INGRA d.d.
- Type: Public
- Traded as: ZSE: INGR
- ISIN: HRINGRRA0001
- Industry: Construction and civil engineering
- Founded: February 18, 1955
- Headquarters: Zagreb, Croatia
- Key people: Igor Oppenheim {chairman of the board}; Davor Štern {chairman of the supervisory board);
- Revenue: ▼252.3 million HRK (2010)
- Operating income: ▼90.5 million HRK (2010)
- Net income: ▼90.6 million HRK (2010)
- Number of employees: 123 (31 Dec 2010)
- Website: www.ingra.hr

= Ingra (construction company) =

INGRA d.d. is a Croatian construction company. Founded in 1955, INGRA has carried out work in more than 30 countries on more than 100 power supply facilities such as hydroelectric power plants, dams and pumping stations, and more than 700 projects such as factories, hotels, tourist complexes, hospitals, bridges and roads.

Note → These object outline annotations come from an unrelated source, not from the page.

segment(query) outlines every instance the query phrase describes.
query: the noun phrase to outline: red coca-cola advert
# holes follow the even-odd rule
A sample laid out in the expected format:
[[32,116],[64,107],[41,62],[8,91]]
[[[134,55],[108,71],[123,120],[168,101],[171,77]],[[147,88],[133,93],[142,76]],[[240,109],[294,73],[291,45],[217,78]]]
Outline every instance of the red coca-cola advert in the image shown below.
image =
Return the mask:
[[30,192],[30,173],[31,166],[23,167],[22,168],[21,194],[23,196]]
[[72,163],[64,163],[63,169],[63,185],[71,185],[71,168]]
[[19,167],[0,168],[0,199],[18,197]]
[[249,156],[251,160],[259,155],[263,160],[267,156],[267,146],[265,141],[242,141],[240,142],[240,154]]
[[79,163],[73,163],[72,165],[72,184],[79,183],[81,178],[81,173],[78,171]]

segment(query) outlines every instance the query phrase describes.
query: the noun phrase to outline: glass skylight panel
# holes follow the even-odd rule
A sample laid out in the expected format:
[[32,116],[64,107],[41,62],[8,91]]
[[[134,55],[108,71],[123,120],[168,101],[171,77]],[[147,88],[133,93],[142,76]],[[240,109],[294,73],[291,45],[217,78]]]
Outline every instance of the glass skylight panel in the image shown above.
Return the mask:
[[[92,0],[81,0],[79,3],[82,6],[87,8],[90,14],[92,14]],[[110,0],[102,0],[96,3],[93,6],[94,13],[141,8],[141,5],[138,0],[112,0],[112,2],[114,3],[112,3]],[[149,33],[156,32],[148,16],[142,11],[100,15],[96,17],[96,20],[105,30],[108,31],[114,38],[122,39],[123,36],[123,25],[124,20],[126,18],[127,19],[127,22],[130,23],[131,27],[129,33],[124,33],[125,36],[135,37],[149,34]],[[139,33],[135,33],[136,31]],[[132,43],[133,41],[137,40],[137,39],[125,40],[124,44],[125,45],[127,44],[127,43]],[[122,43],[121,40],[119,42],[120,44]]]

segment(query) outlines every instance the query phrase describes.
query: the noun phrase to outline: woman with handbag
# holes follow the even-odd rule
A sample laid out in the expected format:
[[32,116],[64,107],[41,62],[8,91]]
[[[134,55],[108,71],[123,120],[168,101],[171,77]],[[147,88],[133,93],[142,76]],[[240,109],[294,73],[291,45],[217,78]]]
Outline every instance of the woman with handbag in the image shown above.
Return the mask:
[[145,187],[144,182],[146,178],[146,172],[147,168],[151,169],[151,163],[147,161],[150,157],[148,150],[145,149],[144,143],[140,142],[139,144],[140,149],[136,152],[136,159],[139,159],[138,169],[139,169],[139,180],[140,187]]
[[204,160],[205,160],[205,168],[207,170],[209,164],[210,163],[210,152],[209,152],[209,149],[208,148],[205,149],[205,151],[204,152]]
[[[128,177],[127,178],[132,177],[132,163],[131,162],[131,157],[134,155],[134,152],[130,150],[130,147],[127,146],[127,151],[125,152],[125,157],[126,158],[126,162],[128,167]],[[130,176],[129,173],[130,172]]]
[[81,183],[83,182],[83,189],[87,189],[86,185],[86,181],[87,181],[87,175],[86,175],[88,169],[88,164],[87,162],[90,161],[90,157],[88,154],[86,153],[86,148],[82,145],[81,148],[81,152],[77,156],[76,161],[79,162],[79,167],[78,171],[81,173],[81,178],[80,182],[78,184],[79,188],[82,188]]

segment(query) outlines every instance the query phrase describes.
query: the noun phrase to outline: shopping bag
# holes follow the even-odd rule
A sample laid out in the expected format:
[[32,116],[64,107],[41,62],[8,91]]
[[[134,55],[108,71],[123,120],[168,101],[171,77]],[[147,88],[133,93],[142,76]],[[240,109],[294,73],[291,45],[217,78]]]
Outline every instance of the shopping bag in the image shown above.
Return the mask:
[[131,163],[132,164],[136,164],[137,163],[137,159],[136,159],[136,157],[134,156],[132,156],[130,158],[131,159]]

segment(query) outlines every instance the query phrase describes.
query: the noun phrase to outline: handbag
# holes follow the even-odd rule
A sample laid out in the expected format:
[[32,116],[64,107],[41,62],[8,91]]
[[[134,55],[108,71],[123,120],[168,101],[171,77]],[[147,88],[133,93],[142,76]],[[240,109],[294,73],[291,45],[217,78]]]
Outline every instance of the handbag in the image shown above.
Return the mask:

INGRA has operated as a joint stock company since 1990. As well as the investment construction which it has carried out since its founding, it has expanded its activities to include the construction of residential buildings, tourism – especially nautical tourism, road construction, and ancillary activities.

INGRA is based in Zagreb, Croatia, with offices in Algeria, Germany and Bosnia and Herzegovina. As of 2017, the company's Chairman of the Board is Igor Oppenheim.